Foodies of the city now need to shell out a few bucks more to savour a plate of the enticing Hyderabadi biryani with the hotels effecting an incremental rise in its price over the last couple of months.
Many restaurants serving the most sought after meal across the city have hiked biryani prices by Rs. 10 to Rs. 20 on each plate. Subsequently, the take-aways and online food delivery platforms too have revised their prices.

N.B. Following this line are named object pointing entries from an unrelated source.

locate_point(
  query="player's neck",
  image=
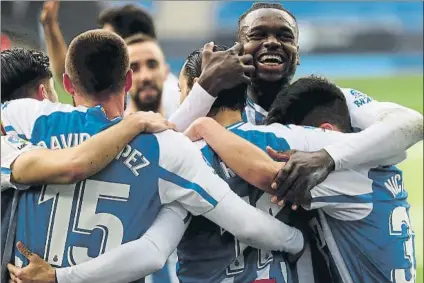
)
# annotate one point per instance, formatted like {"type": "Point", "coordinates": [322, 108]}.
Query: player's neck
{"type": "Point", "coordinates": [264, 93]}
{"type": "Point", "coordinates": [227, 117]}
{"type": "Point", "coordinates": [113, 105]}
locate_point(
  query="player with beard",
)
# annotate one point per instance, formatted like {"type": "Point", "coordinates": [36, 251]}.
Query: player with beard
{"type": "Point", "coordinates": [150, 70]}
{"type": "Point", "coordinates": [126, 21]}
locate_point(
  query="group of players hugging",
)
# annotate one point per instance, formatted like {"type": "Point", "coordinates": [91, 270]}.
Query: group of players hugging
{"type": "Point", "coordinates": [254, 178]}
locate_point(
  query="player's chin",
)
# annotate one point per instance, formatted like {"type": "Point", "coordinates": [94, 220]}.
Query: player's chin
{"type": "Point", "coordinates": [269, 77]}
{"type": "Point", "coordinates": [270, 73]}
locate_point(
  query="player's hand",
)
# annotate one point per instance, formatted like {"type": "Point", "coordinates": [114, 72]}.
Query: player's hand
{"type": "Point", "coordinates": [193, 132]}
{"type": "Point", "coordinates": [224, 69]}
{"type": "Point", "coordinates": [38, 271]}
{"type": "Point", "coordinates": [149, 122]}
{"type": "Point", "coordinates": [49, 12]}
{"type": "Point", "coordinates": [302, 172]}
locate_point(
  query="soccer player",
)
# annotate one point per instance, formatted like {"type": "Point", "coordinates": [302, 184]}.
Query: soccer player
{"type": "Point", "coordinates": [270, 34]}
{"type": "Point", "coordinates": [363, 223]}
{"type": "Point", "coordinates": [24, 164]}
{"type": "Point", "coordinates": [126, 21]}
{"type": "Point", "coordinates": [113, 207]}
{"type": "Point", "coordinates": [26, 73]}
{"type": "Point", "coordinates": [150, 70]}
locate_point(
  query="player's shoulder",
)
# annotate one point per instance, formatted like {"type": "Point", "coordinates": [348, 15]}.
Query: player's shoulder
{"type": "Point", "coordinates": [37, 107]}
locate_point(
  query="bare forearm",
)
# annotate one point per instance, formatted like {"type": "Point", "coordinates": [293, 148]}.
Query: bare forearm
{"type": "Point", "coordinates": [245, 159]}
{"type": "Point", "coordinates": [56, 48]}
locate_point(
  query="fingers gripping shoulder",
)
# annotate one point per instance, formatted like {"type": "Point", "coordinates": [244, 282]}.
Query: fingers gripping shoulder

Hoteliers explain that the increase was inevitable as prices of several ingredients that go in making the ‘Dum ki Biryani’ in variants of fish, mutton and chicken have gone up drastically.
Ingredients prices up
“Prices of several commodities, including chicken, spices, mutton and vegetables had seen a sharp rise in the last few months. Hoteliers were suffering losses due to it. Hence, most of them were left with no choice but to revise the prices accordingly,” pointed out Mohd Saleem, president Twin Cities Hotel Owners Association.

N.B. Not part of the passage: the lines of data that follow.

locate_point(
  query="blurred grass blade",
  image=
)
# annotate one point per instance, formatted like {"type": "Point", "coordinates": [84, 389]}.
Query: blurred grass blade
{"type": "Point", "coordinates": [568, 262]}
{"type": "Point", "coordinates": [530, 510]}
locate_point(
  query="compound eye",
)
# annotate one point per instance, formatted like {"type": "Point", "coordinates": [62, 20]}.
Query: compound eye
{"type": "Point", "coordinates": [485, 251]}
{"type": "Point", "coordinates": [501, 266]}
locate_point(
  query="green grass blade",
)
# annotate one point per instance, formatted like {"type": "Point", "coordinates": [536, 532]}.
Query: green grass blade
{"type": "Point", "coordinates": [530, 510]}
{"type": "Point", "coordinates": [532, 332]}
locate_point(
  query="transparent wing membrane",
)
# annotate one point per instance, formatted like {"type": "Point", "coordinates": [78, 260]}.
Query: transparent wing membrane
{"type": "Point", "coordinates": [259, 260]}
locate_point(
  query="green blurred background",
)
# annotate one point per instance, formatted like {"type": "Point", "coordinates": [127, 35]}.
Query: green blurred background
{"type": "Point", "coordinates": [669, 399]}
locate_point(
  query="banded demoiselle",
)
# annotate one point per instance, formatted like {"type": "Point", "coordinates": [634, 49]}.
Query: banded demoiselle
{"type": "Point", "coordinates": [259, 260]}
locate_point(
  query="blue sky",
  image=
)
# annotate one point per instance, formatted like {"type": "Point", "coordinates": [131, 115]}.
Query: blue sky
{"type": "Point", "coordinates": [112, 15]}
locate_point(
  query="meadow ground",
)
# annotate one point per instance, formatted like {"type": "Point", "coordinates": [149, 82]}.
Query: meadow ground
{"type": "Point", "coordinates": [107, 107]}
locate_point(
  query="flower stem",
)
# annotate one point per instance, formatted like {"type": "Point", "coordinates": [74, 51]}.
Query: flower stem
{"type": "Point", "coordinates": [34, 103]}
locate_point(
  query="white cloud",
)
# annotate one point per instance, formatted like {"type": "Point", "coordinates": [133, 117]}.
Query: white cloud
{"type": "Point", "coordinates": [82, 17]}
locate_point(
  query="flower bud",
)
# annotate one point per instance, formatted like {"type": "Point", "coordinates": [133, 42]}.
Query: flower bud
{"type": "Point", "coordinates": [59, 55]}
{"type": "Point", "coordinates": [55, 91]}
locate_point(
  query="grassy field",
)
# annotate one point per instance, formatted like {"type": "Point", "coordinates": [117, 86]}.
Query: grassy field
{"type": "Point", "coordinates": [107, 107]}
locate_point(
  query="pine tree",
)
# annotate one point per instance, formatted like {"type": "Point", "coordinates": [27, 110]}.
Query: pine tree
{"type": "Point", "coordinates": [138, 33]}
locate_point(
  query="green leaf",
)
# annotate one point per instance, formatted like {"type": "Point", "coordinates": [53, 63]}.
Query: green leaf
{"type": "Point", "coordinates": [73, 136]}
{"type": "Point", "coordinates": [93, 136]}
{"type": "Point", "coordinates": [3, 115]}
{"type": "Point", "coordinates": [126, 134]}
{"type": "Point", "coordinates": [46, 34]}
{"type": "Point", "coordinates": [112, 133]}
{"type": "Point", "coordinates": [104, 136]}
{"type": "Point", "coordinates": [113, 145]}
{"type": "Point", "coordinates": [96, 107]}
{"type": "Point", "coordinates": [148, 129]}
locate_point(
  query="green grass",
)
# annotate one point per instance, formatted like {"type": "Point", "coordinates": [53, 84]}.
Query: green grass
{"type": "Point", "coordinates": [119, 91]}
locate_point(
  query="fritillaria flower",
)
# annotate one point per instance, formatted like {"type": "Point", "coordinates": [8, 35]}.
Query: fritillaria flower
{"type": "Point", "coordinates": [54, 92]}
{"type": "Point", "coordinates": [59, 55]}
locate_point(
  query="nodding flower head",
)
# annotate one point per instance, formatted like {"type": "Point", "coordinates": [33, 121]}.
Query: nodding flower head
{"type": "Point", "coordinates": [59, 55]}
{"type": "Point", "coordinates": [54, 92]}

Mohd Irfan, a hotelier from Tolichowki, said that the price of fine quality Basmati rice has touched Rs. 100 a kg, while chicken is priced around Rs. 130 a kg. “The wages of workers, especially that of chefs assistants and waiters, have been hiked and to make up the increased expense, a price rise was inevitable,” he argues.
Close to 500 budget restaurants in the city offer biryani from afternoons till late in the nights. The places are crowded with students, office goers and families thronging for casual dining and quick service and have an affordable meal – often sharing a plate between two persons. Of late, take-aways have also come up in various parts of the city.
On an average, a budget restaurant located in a commercial area of the city dispenses between 500 and 600 plates of biryani – chicken or mutton — during any given day. “If the hotels are popular the numbers run into thousands. So by enhancing Rs. 10 per plate, the big restaurants and hotels are managing it while the smaller restaurants have increased the price by Rs. 15 to Rs. 20,” pointed out Syed Qasim, another hotelier from Chandrayangutta.
Also, the prices on menu for dishes, including Chinese cuisine, prepared with chicken meat, has seen a revision in most eateries. A Chinese food outlet owner at Charminar pointed out that the price of chicken has increased by around 50 per cent, compared to last year. “If we do not increase the prices then we cannot honestly do the job. To ensure quality, we had no option but to increase the price,” he adds.